Department of Interventional Radiology, The First Hospital of China Medical University, Shenyang, China.
Medicine (Baltimore). 2025 Aug 8;104(32):e43801. doi: 10.1097/MD.0000000000043801.
Heart failure (HF) represents a major global health burden, with complex pathophysiology involving inflammatory and metabolic pathways. However, the causal relationships among inflammatory factors, metabolites, and HF risk remain unclear. This study aims to identify inflammatory factors causally associated with HF risk, characterize metabolic alterations causally linked to HF development, and explore potential mediating roles of metabolites in inflammation-related HF pathogenesis. We conducted a comprehensive Mendelian randomization study using genetic data from FinnGen biobank (29,218 HF cases and 381,838 controls), combined with genome-wide association studies data for 91 inflammatory factors and 1400 metabolites. We performed bidirectional and mediational Mendelian randomization analyses to investigate causal relationships and potential mediating effects of metabolites in inflammation-related HF pathogenesis. We identified 9 inflammatory factors (out of 91) causally associated with HF risk, including 3 risk-promoting factors (interferon gamma: OR = 1.080, matrix metalloproteinase-1: OR = 1.081, tumor necrosis factor-beta: OR = 1.064) and 6 protective factors (CD40L receptor: OR = 0.954, DNER: OR = 0.943, IL-10: OR = 0.950, LIFR: OR = 0.911, TNFSF12: OR = 0.933, uPA: OR = 0.927). More than 13 metabolites (out of 1400) showed robust associations with HF risk, with N-methyl-2-pyridone-5-carboxamide demonstrating the strongest evidence (OR = 1.058). Further analysis revealed 23 significant inflammatory factor-metabolite pairs (out of 1000s of possible combinations), suggesting potential mechanistic pathways through which inflammatory factors influence HF development. This study establishes a comprehensive causal framework linking inflammation to HF through specific metabolic alterations, identifying novel biomarkers and potential therapeutic targets. The findings suggest that combined interventions targeting both inflammatory and metabolic pathways might offer improved strategies for HF prevention and treatment.

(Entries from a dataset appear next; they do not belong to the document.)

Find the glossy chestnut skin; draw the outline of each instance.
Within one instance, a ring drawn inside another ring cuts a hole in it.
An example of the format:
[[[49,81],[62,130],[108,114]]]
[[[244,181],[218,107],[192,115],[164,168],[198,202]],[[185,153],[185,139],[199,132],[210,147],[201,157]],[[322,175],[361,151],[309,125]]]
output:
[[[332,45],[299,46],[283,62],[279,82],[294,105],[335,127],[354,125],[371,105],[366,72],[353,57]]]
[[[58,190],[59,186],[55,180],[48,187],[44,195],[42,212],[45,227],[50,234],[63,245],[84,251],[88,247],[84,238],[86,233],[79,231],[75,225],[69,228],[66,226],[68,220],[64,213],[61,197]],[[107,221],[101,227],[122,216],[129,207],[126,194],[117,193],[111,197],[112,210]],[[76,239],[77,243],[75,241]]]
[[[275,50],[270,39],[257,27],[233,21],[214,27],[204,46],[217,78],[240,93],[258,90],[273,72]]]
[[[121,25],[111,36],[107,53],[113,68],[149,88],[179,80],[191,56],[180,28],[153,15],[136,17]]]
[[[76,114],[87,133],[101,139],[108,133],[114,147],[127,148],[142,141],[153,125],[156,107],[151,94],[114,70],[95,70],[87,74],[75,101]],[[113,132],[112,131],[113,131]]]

心力衰竭(HF)是一项重大的全球健康负担,其复杂的病理生理学涉及炎症和代谢途径。然而,炎症因子、代谢物与HF风险之间的因果关系仍不明确。本研究旨在确定与HF风险存在因果关系的炎症因子,描述与HF发展存在因果联系的代谢改变,并探索代谢物在炎症相关HF发病机制中的潜在中介作用。我们利用来自芬兰基因库生物样本库的遗传数据(29218例HF病例和381838例对照),结合91种炎症因子和1400种代谢物的全基因组关联研究数据,开展了一项全面的孟德尔随机化研究。我们进行了双向和中介孟德尔随机化分析,以研究代谢物在炎症相关HF发病机制中的因果关系和潜在中介作用。我们确定了91种炎症因子中的9种与HF风险存在因果关系,包括3种风险促进因子(干扰素γ:比值比[OR]=1.080,基质金属蛋白酶-1:OR=1.081,肿瘤坏死因子-β:OR=1.064)和6种保护因子(CD40L受体:OR=0.954,DNER:OR=0.943,白细胞介素-10:OR=0.950,白血病抑制因子受体:OR=0.911,肿瘤坏死因子配体超家族成员12:OR=0.933,尿激酶型纤溶酶原激活剂:OR=0.927)。1400种代谢物中有超过13种与HF风险表现出显著关联,其中N-甲基-2-吡啶酮-5-甲酰胺的证据最为确凿(OR=1.058)。进一步分析揭示了1000多种可能组合中的23对显著的炎症因子-代谢物对,提示了炎症因子影响HF发展的潜在机制途径。本研究通过特定的代谢改变建立了一个将炎症与HF联系起来的全面因果框架,确定了新的生物标志物和潜在治疗靶点。研究结果表明,针对炎症和代谢途径的联合干预可能为HF的预防和治疗提供更好的策略。